C’est à partir de cette normalité affirmée que l’on peut poser l’ambition d’un nouvel art de vivre, ne souffrant pas de correspondre ou non aux modèles dominants, et poser les bases d’un projet de société.
Comment rendre cette ville plus juste, plus égalitaire, plus conviviale ? Tout d’abord en s’attaquant de front aux problèmes qui la traversent et en construisant ce qui constitue ce nouvel art de vivre (avec des problématiques très concrètes développées dans le livre). Ensuite, en cherchant constamment à « faire avec », à construire sur la base la plus large possible, à laisser la place à l’expérimentation et aux idées et aux projets nouveaux, et à faire confiance. Enfin, en « essaimant ». En désignant la ville comme socle d’initiative, de création politique et de coopération métropolitaine, capable de porter les volontés et solutions communes des villes qui la composent, à rebours de la recentralisation de la construction métropolitaine actuelle.
Ce livre, à la fois profession de foi, témoignage et proposition de méthode, soulève toutefois quelques questions, notamment sur la ville comme principal cata­lyseur politique d’une nouvelle société.

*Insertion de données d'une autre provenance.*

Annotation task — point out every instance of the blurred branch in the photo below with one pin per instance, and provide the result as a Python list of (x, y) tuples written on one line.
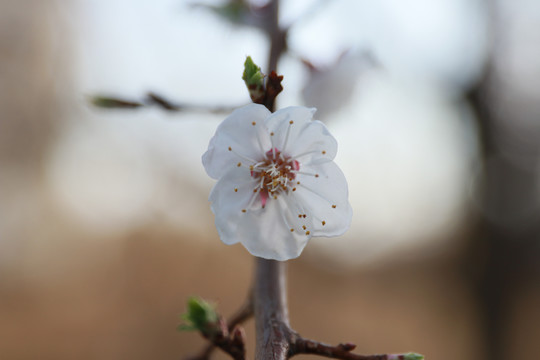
[(152, 99)]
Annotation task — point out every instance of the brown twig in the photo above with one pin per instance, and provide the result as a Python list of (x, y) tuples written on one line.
[(341, 351), (153, 99), (233, 343)]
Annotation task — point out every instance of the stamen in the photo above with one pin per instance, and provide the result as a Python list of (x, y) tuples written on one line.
[(304, 173), (287, 136)]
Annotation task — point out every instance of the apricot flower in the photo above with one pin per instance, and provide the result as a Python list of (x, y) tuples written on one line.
[(277, 182)]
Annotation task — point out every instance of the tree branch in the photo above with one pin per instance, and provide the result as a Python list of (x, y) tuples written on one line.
[(151, 99), (271, 314), (242, 314)]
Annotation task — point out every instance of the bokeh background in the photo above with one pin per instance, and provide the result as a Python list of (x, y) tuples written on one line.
[(105, 228)]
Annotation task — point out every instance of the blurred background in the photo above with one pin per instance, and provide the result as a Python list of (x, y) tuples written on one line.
[(105, 227)]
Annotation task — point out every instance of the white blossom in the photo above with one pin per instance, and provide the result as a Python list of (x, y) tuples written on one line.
[(277, 183)]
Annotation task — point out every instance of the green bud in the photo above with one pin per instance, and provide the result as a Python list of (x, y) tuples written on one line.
[(413, 356), (199, 315), (252, 74)]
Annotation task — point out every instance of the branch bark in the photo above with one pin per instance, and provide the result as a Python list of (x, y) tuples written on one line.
[(271, 312)]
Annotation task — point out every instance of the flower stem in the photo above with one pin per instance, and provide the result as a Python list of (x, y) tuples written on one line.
[(271, 313)]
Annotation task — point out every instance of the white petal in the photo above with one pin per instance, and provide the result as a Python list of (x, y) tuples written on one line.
[(231, 194), (308, 141), (263, 232), (248, 142), (266, 234), (326, 199)]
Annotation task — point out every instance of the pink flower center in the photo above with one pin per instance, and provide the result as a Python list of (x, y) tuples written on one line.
[(276, 174)]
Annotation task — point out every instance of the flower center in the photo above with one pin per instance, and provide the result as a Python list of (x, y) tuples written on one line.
[(276, 174)]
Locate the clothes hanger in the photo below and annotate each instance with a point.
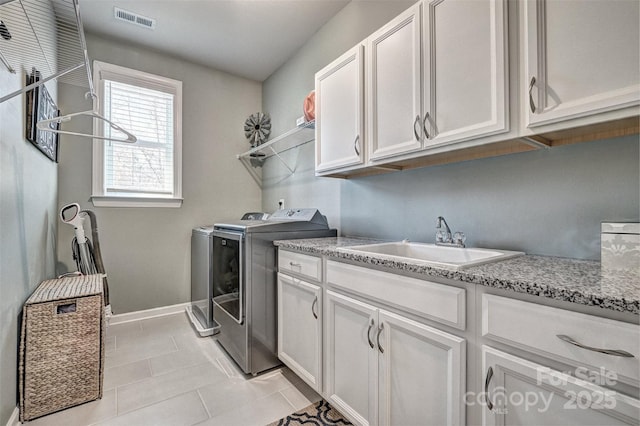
(44, 125)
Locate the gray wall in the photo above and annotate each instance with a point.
(146, 251)
(545, 202)
(28, 189)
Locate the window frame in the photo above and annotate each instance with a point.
(104, 71)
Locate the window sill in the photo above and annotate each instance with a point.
(119, 201)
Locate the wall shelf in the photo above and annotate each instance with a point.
(30, 23)
(294, 138)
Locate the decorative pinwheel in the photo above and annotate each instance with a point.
(257, 128)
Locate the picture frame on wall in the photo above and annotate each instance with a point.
(40, 106)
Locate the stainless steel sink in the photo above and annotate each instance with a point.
(432, 255)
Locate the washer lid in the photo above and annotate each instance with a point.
(281, 220)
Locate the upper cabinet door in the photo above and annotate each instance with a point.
(582, 58)
(394, 86)
(339, 112)
(466, 69)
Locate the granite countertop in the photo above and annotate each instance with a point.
(572, 280)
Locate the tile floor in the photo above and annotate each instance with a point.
(160, 372)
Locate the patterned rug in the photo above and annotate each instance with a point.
(318, 414)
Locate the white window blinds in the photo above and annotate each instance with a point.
(145, 167)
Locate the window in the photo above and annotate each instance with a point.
(146, 173)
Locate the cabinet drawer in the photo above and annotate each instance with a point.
(535, 328)
(437, 302)
(300, 264)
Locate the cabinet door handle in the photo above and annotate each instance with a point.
(614, 352)
(380, 327)
(369, 333)
(532, 104)
(487, 381)
(424, 125)
(313, 307)
(415, 132)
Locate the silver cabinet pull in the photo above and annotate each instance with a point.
(313, 306)
(424, 125)
(369, 333)
(380, 327)
(532, 104)
(415, 132)
(614, 352)
(487, 381)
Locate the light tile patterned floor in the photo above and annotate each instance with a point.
(160, 372)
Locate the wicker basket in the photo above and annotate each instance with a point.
(61, 346)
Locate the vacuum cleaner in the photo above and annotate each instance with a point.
(86, 252)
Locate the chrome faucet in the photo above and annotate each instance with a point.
(444, 237)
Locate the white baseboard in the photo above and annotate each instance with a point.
(148, 313)
(14, 420)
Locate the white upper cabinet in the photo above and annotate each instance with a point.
(394, 86)
(581, 58)
(466, 69)
(339, 112)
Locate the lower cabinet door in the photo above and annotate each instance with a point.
(421, 373)
(300, 328)
(521, 392)
(351, 358)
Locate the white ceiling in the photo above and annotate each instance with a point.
(249, 38)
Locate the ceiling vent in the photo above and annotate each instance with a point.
(134, 18)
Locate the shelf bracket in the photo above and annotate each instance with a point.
(284, 163)
(6, 63)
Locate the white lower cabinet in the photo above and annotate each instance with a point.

Comment s’attaquer aux problèmes dont les sources, comme les solutions, dépassent justement le périmètre de sa ville ? Comment ­articuler entre ces différentes échelles ? Comment appréhender l’opposition à ce nouvel art de vivre, et comment décider de ce qui s’y inscrit ou pas ? Le parti pris d’exposer le point de vue d’un maire nous prive d’une partie de ces réponses, mais, comme l’auteur citant Walter Benjamin, on peut penser que la catastrophe serait de laisser aller le cours des choses.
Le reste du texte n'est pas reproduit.